With hyper-visibiltiy I feel it comes down to a question of whether this exposure really benefits us or not. Caitlyn Jenner, for example, she came out in the last couple of years and she is ostensibly the most well-known trans woman in the whole world right now. She was afforded a platform that no-one else was able to reach yet. But, I want to investigate how she benefitted us, is this hyper-visibility doing anything positive for us?
When Caitlyn Jenner came out I had people approach me, again at work, and ask if I saw her interview. It was as if now they had a famous face to put trans-ness on it was a hallpass to clock this transwoman at her day job and ask her all about it, with zero respect for social boundaries.
Caitlyn Jenner came out and tore the curtain wide open without really thinking about how it may affect the rest of us. And she doesn’t have to. She has her own life and I would never stop her from living how she want to, but I think people need to realize that there are still some of us at the bottom who have to deal with the visibility and people suddenly peering into our community.
So hyper-visibility isn’t inherently a positive thing.
What about other representation from less privileged backgrounds than Caitlyn Jenner, such as Hari Nef?
Hari is someone I have known online for quite some time now, she actually gave us a chunk of money for the film and is really good friends with one of our actresses, Rashida. Actresses like Hari were put in a very hard position, to be the spokesperson as that coming-from-the-internet, newer, more revolutionary perspective kind of girl. She had to fill a bubble that hadn’t really been filled yet.
I remember her talking about being at the front of this community and everyone was wanting her to be something, be a specific way, say certain things and to represent everyone, which is impossible. Especially someone who was never expecting to be in that position. I think that any one trans actress is not going to be perfect, but if we get more people like Hari I can only see good things coming of that. She’s really talented and I’m excited to see where her career takes her and maybe I’ll get to work with her someday.
"I eventually came to the realisation that if I am not allowed to be complicated, or have flaws then there’s really no point to being a film-maker. It always boils down to let us be who we are, that’s as complex as it’s ever going to get."

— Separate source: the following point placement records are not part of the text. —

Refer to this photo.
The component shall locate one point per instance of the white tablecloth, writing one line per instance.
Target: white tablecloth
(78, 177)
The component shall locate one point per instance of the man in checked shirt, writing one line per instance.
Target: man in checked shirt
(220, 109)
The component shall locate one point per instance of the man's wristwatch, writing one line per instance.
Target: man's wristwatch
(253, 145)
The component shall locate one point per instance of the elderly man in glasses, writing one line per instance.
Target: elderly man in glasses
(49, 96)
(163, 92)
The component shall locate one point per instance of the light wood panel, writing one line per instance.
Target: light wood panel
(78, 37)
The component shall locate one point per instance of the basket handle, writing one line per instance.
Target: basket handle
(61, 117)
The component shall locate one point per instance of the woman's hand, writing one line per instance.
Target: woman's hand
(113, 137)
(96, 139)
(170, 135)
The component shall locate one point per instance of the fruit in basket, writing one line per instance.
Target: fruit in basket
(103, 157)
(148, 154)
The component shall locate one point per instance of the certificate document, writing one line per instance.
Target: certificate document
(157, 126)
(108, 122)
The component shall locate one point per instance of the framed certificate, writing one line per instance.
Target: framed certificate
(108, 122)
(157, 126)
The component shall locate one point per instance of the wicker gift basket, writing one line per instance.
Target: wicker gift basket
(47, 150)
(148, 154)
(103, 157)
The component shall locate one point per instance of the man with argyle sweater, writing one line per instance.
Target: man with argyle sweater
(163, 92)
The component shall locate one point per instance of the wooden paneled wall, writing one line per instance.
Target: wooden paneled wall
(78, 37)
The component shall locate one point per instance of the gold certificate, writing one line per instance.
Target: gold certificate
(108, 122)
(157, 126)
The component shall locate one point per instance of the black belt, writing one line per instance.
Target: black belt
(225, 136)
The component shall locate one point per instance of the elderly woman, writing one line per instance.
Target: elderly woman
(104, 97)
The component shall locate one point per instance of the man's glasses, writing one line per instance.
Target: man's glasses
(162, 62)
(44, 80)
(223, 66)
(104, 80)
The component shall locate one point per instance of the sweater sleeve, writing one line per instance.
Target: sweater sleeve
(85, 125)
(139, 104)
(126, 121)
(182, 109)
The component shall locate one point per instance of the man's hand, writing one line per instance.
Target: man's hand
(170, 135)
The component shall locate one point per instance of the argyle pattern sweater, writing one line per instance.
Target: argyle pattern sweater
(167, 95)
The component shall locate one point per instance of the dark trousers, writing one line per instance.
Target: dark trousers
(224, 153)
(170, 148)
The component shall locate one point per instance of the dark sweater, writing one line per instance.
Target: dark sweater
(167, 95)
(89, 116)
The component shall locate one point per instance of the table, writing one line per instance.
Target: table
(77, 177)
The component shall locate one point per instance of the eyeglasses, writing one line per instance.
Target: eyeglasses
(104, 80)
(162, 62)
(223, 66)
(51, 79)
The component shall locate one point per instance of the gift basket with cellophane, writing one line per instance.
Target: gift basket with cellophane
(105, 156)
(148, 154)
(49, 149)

When and where can we see SISTERHOOD?
The initial short film that we have been working on will be available in a couple of months online. I’m going to put it up on YouTube because I want everyone who donated to be allowed to see it. A lot of people, 250 donated to our kickstarter campaign to get our initial funding off the ground, so I wanted them to see what it looks like. So we have a 10-minute version and now we’re working on the 35/40-minute version will hopefully be ready be the end of the summer. But the initial short film will be available in April, I would say.